Sidhu's letter said "the $2 holdback for stockholder claims is of great concern to us."
The letter was filed with the SEC on the same day that ACFC filed its preliminary proxy statement for shareholders to approve the merger.
According to the proxy, the board had begun looking at potential buyout partners early in 2012 while also looking at potential recapitalization plans. Bond Street initially made an offer of $2.18 a share in November before raising the offer in February.
The board accepted that offer by a 7-2 vote. The proxy does not say how individual directors voted, but it appears that all directors except Sidhu and Choudhrie are supporting the deal.
The proxy shows that Sidhu and Choudhrie combined are the largest shareholders of the company. The next largest is Mendon Capital Advisors Corp. of Rochester, N.Y., which owns 5.8 percent of the stock.
If the merger is approved, ACFC's subsidiary, Atlantic Coast Bank, will merge into Bond Street's bank subsidiary, Fort Lauderdale-based Florida Community Bank.
In a statement issued in an SEC filing on Friday, the company said a recapitalization propsoal by Sidhu and Choudhrie "presented too much execution risk due to the ability of such stand-by investors to be approved by regulators in a timely manner and that the amount of capital raised would not be sufficient to assure Atlantic Coast Financial Corporation's viability."
Jacksonville Bancorp reports loss
Jacksonville Bancorp Inc. last week reported a final net loss of $43 million, or $7.31 per share, for 2012.
The parent company of The Jacksonville Bank cited several reasons for the loss, including an increase in its provision for losses, an increase in loan-related expenses, a decrease in interest income on loans and expenses related to capital raising activities and an asset sale completed late in the year.
Fortegra reports lower earnings
Fortegra Financial Corp. last week reported adjusted fourth-quarter earnings of $4.4 million, or 21 cents a share, down from $5.4 million, or 26 cents a share, in the fourth quarter of 2011.
The Jacksonville-based insurance services firm said the 2011 earnings were helped by $1.8 million in pretax realized gains.
Net revenue in the quarter, excluding those realized gains, grew 7.5 percent to $30.5 million.
S&P raises ratings for JPMorgan Chase
As JPMorgan Chase & Co. moves ahead with apparent plans to open banking offices in the Jacksonville market, Standard & Poor's Ratings Services last week upgraded its outlook on the banking giant from "negative" to "stable."
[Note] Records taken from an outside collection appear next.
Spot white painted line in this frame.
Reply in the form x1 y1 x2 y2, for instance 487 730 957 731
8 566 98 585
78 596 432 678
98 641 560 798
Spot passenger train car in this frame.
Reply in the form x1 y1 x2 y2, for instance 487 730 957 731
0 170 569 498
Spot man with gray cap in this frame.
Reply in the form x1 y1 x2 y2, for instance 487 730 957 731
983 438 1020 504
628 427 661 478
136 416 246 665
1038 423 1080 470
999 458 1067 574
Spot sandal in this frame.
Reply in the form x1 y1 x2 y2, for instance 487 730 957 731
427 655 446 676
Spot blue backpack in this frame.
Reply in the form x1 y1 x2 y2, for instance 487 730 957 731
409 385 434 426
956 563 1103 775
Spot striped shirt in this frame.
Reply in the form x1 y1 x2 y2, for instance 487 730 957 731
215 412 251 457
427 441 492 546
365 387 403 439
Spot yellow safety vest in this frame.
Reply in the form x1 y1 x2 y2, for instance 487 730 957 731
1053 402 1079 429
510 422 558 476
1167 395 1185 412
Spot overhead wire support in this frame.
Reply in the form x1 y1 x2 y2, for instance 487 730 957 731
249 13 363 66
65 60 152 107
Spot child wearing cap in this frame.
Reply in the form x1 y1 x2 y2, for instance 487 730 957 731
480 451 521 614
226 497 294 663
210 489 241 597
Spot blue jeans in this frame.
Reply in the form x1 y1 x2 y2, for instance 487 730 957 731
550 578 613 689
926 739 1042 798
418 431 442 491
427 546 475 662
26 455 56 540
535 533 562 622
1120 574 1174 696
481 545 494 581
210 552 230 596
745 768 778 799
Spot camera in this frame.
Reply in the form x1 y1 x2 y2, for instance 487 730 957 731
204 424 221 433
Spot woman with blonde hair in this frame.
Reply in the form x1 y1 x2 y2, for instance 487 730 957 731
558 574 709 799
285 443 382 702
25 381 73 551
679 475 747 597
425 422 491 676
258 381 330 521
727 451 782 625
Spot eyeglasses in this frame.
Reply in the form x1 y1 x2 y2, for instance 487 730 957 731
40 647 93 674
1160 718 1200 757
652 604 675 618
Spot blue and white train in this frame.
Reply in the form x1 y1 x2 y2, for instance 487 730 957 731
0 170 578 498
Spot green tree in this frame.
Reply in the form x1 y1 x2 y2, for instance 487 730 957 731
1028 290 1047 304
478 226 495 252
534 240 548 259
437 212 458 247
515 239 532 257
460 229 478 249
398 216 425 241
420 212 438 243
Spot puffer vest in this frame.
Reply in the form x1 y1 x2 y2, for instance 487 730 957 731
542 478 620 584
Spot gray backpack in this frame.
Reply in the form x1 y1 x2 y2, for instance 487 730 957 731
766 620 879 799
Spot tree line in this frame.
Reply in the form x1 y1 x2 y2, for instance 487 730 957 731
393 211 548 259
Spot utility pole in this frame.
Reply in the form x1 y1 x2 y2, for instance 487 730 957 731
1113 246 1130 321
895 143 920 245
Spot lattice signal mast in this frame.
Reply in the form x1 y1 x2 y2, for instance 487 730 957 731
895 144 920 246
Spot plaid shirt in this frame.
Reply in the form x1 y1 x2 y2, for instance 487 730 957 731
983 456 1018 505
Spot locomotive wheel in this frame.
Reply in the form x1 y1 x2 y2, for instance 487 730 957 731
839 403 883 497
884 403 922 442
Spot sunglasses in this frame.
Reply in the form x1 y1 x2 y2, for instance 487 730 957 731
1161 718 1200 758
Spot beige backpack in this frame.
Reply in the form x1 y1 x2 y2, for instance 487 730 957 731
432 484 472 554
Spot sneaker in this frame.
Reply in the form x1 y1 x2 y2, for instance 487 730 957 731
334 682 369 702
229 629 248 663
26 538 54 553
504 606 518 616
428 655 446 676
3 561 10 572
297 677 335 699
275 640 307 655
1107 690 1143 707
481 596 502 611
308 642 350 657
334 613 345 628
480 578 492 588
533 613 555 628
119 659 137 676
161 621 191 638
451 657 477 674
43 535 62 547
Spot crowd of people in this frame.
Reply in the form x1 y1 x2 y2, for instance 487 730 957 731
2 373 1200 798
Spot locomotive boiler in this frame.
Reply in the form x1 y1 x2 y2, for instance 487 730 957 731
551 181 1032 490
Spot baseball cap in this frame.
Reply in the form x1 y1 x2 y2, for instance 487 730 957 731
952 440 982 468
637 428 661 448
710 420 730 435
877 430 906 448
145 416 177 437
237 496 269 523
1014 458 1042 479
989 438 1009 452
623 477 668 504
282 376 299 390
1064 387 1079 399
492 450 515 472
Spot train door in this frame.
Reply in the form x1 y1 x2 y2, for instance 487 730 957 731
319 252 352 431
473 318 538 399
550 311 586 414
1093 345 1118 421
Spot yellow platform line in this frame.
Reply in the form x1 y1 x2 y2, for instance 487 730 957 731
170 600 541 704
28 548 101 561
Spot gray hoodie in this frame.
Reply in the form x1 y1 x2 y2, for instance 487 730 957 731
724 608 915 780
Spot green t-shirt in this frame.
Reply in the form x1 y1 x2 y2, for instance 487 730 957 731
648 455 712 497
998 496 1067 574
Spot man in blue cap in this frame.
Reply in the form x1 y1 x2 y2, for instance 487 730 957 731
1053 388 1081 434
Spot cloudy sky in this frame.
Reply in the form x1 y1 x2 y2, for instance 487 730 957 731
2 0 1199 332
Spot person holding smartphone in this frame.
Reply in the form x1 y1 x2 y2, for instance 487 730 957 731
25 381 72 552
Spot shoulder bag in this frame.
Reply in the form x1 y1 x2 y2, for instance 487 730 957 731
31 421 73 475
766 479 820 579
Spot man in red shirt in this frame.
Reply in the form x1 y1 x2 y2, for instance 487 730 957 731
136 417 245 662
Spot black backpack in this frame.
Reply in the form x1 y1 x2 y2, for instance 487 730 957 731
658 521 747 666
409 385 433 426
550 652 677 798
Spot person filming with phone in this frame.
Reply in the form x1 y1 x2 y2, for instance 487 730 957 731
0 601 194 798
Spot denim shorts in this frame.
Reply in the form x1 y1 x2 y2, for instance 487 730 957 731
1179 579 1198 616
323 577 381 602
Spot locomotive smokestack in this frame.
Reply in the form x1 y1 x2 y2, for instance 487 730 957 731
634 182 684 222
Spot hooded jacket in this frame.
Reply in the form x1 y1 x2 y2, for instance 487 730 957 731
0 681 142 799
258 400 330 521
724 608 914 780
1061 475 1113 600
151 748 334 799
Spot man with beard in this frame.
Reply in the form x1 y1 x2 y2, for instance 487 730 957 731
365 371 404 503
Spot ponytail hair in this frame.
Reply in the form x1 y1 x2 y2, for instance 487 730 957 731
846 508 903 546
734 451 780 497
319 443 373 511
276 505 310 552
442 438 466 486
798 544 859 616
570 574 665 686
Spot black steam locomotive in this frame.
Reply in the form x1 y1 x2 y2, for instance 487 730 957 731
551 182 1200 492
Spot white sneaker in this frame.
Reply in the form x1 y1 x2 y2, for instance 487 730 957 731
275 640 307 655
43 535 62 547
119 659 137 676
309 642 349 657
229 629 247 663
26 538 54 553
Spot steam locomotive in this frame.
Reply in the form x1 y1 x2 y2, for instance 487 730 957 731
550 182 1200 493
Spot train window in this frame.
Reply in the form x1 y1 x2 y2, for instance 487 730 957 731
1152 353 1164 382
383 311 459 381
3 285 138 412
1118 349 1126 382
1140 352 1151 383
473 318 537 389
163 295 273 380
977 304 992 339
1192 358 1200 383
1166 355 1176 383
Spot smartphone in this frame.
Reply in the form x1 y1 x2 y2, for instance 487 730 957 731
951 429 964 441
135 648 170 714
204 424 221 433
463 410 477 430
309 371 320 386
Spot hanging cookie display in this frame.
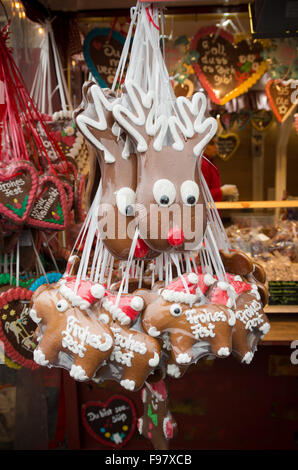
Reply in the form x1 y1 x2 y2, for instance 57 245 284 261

S&P said in a news release that JPMorgan Chase seems to have corrected "risk-management missteps" in its chief investment office, or CIO, which produced losses from a "synthetic credit portfolio," or SCP.
"Although we consider the losses resulting from the SCP to be an egregious oversight by management, the bank has taken swift corrective actions, the CIO risk-management missteps appear to be an isolated event, and the losses — in the context of the company's overall earnings power — were manageable," S&P said.
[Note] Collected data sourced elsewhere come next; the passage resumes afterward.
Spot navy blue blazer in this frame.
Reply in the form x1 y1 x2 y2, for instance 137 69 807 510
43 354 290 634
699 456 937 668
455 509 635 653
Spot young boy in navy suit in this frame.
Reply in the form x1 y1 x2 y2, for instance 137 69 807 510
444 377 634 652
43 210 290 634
As the Daily Record previously reported, JPMorgan Chase has filed plans for at least six Northeast Florida banking offices with the St. Johns River Water Management District. However, the bank has not filed the necessary applications with its regulator, the U.S. Office of the Comptroller of the Currency.
JPMorgan Chase has a large mortgage banking operation in Jacksonville and currently has one banking office, which is attached to its Baymeadows area mortgage banking center.
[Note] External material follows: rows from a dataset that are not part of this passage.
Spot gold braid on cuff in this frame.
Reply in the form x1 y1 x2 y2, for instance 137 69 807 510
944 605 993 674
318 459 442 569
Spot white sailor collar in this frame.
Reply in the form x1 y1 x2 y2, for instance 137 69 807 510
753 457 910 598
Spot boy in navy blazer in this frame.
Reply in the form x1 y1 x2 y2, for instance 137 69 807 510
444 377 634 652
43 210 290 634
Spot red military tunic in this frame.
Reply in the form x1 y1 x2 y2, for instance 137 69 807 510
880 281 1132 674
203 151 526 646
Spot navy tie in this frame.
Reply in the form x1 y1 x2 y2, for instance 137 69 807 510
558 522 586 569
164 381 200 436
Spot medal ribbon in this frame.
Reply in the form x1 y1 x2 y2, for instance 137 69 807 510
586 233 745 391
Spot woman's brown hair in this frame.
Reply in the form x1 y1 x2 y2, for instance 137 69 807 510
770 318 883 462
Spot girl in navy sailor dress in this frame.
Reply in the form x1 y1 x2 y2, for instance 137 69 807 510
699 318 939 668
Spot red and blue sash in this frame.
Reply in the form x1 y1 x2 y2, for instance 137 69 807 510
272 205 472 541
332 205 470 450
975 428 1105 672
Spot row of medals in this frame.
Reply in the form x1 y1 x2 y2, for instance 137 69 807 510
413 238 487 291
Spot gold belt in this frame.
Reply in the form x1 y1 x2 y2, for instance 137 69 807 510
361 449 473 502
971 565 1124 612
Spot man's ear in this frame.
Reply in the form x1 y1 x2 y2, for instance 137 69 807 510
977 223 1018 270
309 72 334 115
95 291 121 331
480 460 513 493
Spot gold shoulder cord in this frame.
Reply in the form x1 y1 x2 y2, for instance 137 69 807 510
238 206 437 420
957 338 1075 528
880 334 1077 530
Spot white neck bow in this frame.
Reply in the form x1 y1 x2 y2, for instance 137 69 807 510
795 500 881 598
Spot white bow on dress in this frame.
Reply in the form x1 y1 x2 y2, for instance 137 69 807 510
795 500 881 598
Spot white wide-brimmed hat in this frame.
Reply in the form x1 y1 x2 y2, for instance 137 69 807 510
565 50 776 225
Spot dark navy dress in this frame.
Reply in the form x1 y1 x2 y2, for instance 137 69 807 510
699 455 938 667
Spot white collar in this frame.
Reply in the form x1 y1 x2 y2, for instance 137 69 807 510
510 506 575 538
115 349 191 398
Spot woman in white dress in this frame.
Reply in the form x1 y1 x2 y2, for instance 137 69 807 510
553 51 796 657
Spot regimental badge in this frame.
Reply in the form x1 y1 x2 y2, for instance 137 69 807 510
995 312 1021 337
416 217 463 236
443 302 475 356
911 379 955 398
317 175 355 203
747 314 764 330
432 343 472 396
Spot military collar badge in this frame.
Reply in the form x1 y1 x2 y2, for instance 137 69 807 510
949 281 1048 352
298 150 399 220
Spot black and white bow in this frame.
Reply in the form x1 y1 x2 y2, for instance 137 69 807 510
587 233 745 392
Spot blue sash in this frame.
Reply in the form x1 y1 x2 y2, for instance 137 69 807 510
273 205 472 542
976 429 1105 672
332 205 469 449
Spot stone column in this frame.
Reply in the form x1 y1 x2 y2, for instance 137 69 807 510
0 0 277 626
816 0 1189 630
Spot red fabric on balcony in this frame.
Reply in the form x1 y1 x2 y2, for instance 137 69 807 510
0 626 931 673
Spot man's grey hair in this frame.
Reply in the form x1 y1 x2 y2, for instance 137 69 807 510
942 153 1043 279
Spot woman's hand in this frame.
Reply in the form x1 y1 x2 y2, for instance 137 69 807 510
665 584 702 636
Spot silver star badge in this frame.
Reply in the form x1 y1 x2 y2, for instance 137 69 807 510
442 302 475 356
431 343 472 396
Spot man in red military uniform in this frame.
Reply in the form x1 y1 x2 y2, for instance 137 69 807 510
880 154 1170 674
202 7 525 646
Bausch & Lomb files for IPO
Bausch & Lomb Inc. filed a registration statement with the SEC for an initial public offering, formally ending merger speculation for the contact lens and eye care products company.
Johnson & Johnson, which already owns Jacksonville-based contact lens maker Vistakon, had been rumored to be considering buying Vistakon's competitor after Bausch & Lomb's owner, Warburg Pincus LLC, put it up for sale. However, Warburg Pincus decided to go for an IPO instead.
Bausch & Lomb said it has not yet determined a price range or the number of shares for its IPO.